Wir gingen die Straße entlang zu einem Frühstückscafe.

H. begrüßte einen vorbeikommenden und mir fremden Mann, nahm dabei in einer kunstvollen Geste den Hut vom Kopf und sagte

„Grüß Gott der Herr“.

Der angesprochene Mann blieb stehen. Das überraschte uns und wir blieben ebenfalls stehen.

„Das ist aber ein besonders schöner Hut“, sagte der Mann zu H.

„Ja, das ist ein altes Erbstück, noch vor dem Ersten Weltkrieg, mein Urgroßvatter hatte das Hütle scho oa.“

Der Mann starrte wie gebannt auf den Hut, den H. auf dem Kopf trug.

Die drei waren sich noch nie begegnet, der Mann, der Hut und Horst.

„Fei, der gefällt ihn?“

Der Mann antwortete nicht, er blieb einfach stehen und schaute den Hut an.

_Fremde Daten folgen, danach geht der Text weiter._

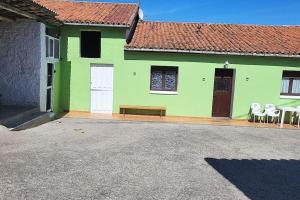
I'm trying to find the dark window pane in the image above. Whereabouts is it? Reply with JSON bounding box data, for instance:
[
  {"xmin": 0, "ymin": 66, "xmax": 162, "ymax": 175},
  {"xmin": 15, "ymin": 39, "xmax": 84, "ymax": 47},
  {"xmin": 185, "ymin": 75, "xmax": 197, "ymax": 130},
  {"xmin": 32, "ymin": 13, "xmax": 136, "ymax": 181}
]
[
  {"xmin": 46, "ymin": 37, "xmax": 50, "ymax": 57},
  {"xmin": 47, "ymin": 63, "xmax": 53, "ymax": 86},
  {"xmin": 54, "ymin": 40, "xmax": 59, "ymax": 59},
  {"xmin": 151, "ymin": 71, "xmax": 163, "ymax": 90},
  {"xmin": 281, "ymin": 78, "xmax": 290, "ymax": 93},
  {"xmin": 80, "ymin": 31, "xmax": 101, "ymax": 58},
  {"xmin": 165, "ymin": 71, "xmax": 177, "ymax": 91},
  {"xmin": 49, "ymin": 39, "xmax": 54, "ymax": 57},
  {"xmin": 151, "ymin": 66, "xmax": 178, "ymax": 91},
  {"xmin": 292, "ymin": 79, "xmax": 300, "ymax": 94},
  {"xmin": 281, "ymin": 71, "xmax": 300, "ymax": 95},
  {"xmin": 215, "ymin": 78, "xmax": 229, "ymax": 91},
  {"xmin": 46, "ymin": 89, "xmax": 52, "ymax": 110}
]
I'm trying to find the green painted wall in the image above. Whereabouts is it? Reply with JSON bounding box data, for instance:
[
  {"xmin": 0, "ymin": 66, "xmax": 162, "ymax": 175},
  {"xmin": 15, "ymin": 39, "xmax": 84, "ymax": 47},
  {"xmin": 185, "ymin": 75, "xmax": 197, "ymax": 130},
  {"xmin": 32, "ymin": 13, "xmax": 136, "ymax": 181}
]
[
  {"xmin": 121, "ymin": 52, "xmax": 300, "ymax": 119},
  {"xmin": 61, "ymin": 26, "xmax": 126, "ymax": 111},
  {"xmin": 56, "ymin": 26, "xmax": 300, "ymax": 119}
]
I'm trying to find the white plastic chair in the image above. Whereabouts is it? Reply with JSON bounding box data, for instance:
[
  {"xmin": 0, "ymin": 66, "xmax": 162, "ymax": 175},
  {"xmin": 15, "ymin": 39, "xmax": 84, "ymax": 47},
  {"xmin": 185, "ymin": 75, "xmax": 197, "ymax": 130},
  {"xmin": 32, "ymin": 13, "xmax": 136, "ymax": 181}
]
[
  {"xmin": 265, "ymin": 104, "xmax": 280, "ymax": 123},
  {"xmin": 251, "ymin": 103, "xmax": 266, "ymax": 122}
]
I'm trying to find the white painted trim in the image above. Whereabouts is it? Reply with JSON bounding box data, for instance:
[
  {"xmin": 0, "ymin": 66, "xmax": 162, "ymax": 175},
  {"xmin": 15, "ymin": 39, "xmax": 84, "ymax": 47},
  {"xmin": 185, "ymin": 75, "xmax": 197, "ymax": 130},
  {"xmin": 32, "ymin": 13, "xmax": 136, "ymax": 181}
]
[
  {"xmin": 64, "ymin": 23, "xmax": 130, "ymax": 28},
  {"xmin": 280, "ymin": 95, "xmax": 300, "ymax": 99},
  {"xmin": 150, "ymin": 90, "xmax": 178, "ymax": 95},
  {"xmin": 125, "ymin": 47, "xmax": 300, "ymax": 58}
]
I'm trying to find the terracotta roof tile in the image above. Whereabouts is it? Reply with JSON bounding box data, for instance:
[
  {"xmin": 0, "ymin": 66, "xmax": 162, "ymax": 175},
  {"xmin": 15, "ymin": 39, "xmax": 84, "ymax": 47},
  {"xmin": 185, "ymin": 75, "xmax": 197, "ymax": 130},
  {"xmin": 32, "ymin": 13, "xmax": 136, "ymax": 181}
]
[
  {"xmin": 125, "ymin": 21, "xmax": 300, "ymax": 56},
  {"xmin": 34, "ymin": 0, "xmax": 139, "ymax": 26}
]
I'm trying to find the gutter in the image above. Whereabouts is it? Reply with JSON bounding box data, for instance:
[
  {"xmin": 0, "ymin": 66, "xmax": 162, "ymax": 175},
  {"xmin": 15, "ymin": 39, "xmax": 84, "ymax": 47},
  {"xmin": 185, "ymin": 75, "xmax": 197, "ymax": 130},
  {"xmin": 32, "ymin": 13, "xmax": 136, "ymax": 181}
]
[
  {"xmin": 64, "ymin": 23, "xmax": 130, "ymax": 28},
  {"xmin": 125, "ymin": 47, "xmax": 300, "ymax": 58}
]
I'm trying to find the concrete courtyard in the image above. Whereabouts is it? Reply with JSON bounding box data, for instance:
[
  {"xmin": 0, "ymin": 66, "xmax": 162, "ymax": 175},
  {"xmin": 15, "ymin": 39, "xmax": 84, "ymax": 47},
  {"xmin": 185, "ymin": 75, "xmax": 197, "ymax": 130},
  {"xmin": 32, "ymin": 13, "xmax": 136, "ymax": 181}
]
[{"xmin": 0, "ymin": 118, "xmax": 300, "ymax": 200}]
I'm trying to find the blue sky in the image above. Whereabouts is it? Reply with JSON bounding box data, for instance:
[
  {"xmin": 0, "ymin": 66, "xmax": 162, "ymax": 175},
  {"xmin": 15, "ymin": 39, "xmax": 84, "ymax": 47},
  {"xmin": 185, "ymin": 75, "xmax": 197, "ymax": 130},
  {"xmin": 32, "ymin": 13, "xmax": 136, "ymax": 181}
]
[{"xmin": 79, "ymin": 0, "xmax": 300, "ymax": 25}]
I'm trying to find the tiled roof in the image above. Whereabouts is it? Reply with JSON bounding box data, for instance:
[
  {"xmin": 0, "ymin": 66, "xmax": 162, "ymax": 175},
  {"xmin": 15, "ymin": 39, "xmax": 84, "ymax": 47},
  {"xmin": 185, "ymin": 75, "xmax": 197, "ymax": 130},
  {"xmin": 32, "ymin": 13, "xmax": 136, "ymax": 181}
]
[
  {"xmin": 125, "ymin": 21, "xmax": 300, "ymax": 56},
  {"xmin": 34, "ymin": 0, "xmax": 139, "ymax": 26}
]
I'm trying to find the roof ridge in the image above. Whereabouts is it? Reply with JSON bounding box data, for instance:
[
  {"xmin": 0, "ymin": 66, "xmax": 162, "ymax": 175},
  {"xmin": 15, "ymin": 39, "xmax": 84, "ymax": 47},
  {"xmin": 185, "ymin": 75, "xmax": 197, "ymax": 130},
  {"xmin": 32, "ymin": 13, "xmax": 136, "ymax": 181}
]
[
  {"xmin": 63, "ymin": 0, "xmax": 139, "ymax": 6},
  {"xmin": 141, "ymin": 20, "xmax": 300, "ymax": 27}
]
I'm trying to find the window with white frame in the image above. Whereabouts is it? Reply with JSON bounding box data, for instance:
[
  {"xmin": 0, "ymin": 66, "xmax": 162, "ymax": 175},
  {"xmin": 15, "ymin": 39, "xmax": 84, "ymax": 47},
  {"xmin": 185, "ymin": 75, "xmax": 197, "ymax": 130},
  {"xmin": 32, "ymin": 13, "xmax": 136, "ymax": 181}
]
[
  {"xmin": 150, "ymin": 66, "xmax": 178, "ymax": 92},
  {"xmin": 46, "ymin": 35, "xmax": 60, "ymax": 59},
  {"xmin": 281, "ymin": 71, "xmax": 300, "ymax": 96}
]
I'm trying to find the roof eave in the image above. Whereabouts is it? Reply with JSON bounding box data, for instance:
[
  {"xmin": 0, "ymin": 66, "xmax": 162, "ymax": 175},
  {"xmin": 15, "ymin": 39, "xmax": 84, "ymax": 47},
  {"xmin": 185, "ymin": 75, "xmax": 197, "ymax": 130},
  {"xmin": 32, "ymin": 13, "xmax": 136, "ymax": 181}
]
[
  {"xmin": 125, "ymin": 47, "xmax": 300, "ymax": 58},
  {"xmin": 64, "ymin": 22, "xmax": 130, "ymax": 28}
]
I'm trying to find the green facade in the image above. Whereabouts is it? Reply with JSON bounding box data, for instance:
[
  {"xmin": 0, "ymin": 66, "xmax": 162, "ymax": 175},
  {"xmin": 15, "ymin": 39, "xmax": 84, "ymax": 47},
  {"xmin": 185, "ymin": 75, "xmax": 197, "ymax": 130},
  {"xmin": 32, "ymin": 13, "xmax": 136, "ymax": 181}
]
[{"xmin": 54, "ymin": 26, "xmax": 300, "ymax": 119}]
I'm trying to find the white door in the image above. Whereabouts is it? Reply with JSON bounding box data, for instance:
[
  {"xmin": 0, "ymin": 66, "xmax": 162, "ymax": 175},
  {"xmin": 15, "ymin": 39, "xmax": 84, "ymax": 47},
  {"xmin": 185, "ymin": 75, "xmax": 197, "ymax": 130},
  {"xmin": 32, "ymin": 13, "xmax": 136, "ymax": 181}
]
[
  {"xmin": 46, "ymin": 63, "xmax": 54, "ymax": 112},
  {"xmin": 91, "ymin": 65, "xmax": 113, "ymax": 114}
]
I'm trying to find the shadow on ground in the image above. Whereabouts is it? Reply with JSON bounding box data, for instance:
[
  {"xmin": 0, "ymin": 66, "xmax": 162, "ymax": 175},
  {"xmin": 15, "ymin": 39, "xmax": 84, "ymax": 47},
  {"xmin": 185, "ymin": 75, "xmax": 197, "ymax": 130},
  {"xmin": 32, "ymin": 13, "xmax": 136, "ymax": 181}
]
[{"xmin": 205, "ymin": 158, "xmax": 300, "ymax": 200}]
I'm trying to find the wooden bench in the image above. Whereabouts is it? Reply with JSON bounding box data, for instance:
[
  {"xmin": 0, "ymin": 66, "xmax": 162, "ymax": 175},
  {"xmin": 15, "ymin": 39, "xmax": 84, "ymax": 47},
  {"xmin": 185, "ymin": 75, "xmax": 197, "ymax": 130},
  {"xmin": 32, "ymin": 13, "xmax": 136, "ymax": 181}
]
[{"xmin": 120, "ymin": 105, "xmax": 167, "ymax": 117}]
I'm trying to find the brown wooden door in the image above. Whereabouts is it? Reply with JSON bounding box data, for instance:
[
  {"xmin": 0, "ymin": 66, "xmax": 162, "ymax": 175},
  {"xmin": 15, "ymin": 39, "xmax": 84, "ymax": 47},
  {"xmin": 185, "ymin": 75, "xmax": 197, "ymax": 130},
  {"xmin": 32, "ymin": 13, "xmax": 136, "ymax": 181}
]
[{"xmin": 212, "ymin": 69, "xmax": 233, "ymax": 117}]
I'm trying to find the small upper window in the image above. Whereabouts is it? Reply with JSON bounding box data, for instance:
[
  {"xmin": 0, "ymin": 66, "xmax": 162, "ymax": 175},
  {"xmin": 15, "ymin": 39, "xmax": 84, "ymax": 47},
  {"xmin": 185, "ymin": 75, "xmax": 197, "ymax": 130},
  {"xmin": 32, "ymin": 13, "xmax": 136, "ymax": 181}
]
[
  {"xmin": 150, "ymin": 66, "xmax": 178, "ymax": 92},
  {"xmin": 80, "ymin": 31, "xmax": 101, "ymax": 58},
  {"xmin": 46, "ymin": 35, "xmax": 59, "ymax": 59},
  {"xmin": 281, "ymin": 71, "xmax": 300, "ymax": 96}
]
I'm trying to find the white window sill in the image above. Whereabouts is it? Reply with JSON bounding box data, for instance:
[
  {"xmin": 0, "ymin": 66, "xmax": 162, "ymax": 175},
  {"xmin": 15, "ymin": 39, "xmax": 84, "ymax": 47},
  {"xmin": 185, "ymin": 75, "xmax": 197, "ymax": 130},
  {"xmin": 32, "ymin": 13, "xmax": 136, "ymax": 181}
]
[
  {"xmin": 150, "ymin": 90, "xmax": 178, "ymax": 95},
  {"xmin": 280, "ymin": 95, "xmax": 300, "ymax": 99}
]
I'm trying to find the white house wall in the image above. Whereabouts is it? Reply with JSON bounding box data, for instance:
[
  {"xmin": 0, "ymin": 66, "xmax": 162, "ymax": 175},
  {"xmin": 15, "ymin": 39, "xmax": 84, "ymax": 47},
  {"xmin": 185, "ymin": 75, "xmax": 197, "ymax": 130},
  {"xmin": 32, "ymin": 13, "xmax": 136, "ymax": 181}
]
[{"xmin": 0, "ymin": 20, "xmax": 43, "ymax": 106}]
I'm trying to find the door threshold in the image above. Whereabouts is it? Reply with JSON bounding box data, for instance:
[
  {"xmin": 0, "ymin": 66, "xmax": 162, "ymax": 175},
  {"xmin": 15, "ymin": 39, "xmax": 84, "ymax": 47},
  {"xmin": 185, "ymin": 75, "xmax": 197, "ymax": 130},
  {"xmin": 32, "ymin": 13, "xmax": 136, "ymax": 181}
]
[{"xmin": 212, "ymin": 117, "xmax": 232, "ymax": 120}]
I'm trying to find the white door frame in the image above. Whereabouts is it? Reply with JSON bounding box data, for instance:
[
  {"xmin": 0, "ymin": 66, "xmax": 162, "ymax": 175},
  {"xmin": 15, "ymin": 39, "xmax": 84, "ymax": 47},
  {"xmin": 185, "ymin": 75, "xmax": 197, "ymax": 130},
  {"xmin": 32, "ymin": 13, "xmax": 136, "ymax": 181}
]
[
  {"xmin": 90, "ymin": 63, "xmax": 114, "ymax": 114},
  {"xmin": 46, "ymin": 61, "xmax": 55, "ymax": 112}
]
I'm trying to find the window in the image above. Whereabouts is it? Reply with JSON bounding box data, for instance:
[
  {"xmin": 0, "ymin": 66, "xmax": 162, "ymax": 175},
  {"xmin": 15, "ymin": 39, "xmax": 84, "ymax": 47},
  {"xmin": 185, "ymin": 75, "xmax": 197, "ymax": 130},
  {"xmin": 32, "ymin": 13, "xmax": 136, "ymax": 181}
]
[
  {"xmin": 80, "ymin": 31, "xmax": 101, "ymax": 58},
  {"xmin": 281, "ymin": 71, "xmax": 300, "ymax": 96},
  {"xmin": 150, "ymin": 66, "xmax": 178, "ymax": 92},
  {"xmin": 46, "ymin": 35, "xmax": 59, "ymax": 59}
]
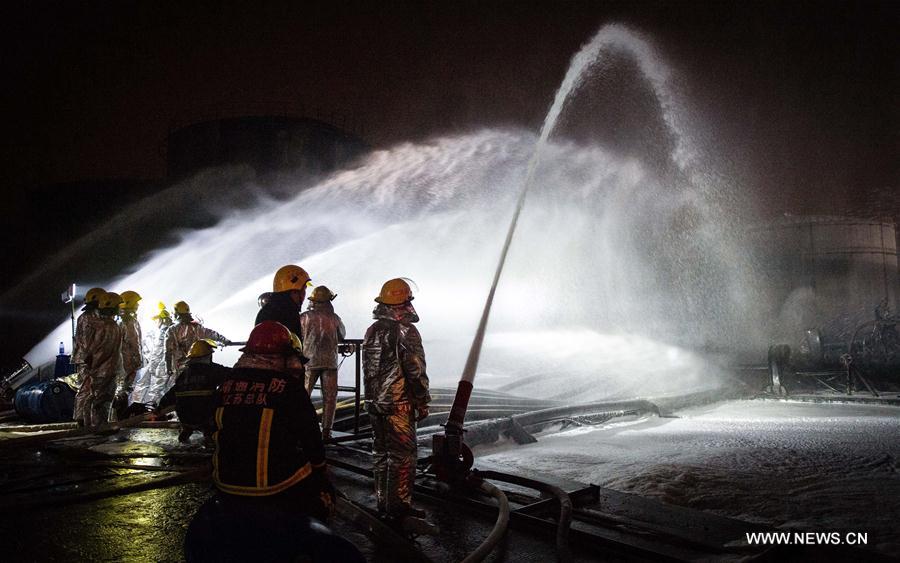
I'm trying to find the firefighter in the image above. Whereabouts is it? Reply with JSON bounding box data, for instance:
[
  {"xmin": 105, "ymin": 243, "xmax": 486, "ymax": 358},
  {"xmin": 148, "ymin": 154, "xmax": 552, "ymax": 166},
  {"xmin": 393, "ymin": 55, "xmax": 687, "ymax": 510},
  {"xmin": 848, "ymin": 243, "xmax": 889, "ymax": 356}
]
[
  {"xmin": 113, "ymin": 291, "xmax": 144, "ymax": 420},
  {"xmin": 75, "ymin": 292, "xmax": 125, "ymax": 426},
  {"xmin": 213, "ymin": 321, "xmax": 335, "ymax": 520},
  {"xmin": 66, "ymin": 287, "xmax": 106, "ymax": 422},
  {"xmin": 300, "ymin": 285, "xmax": 345, "ymax": 440},
  {"xmin": 362, "ymin": 279, "xmax": 431, "ymax": 521},
  {"xmin": 255, "ymin": 264, "xmax": 312, "ymax": 336},
  {"xmin": 159, "ymin": 340, "xmax": 231, "ymax": 446},
  {"xmin": 162, "ymin": 301, "xmax": 231, "ymax": 386},
  {"xmin": 132, "ymin": 301, "xmax": 172, "ymax": 404}
]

„Wolln siehn ham? Hier iss er.“

H. nahm den Hut vom Kopf und setzte ihn auf den Kopf des Mannes.

„Schaut gut aus, passt. Vergellts Gott. Habe die Ehre.“

Schon waren wir ein paar Schritte weiter gelaufen.

Ich drehte mich um. Der Mann hatte inzwischen den Hut abgenommen. Er blickte abwechselnd auf den Hut und auf uns, dann wieder auf den Hut und wieder in unsere Richtung.

Wir bogen um die Ecke und betraten das Frühstückscafe.

„Der Hut liegt schon fünf Tage herrenlos in der Umkleidekabine des Tennisvereins herum. Endlich hat er einen neuen Besitzer,“ sagte H. und köpfte mit einem Schwung sein Frühstücksei.

Die Tür ging auf. Der Mann kam an unseren Tisch, ohne den Hut abzusetzen.

„Danke, Sie hatten recht, es ist ein Familienstück und schon hundert Jahre alt.

Ich hab’ ihn gesucht wie eine Stecknadel. Nochmals Dankschön, vergellts Gott und habe die Ehre.“

Der Mann stand auf und ging zur Tür. Der Gamsbüschel wippte in der Luft.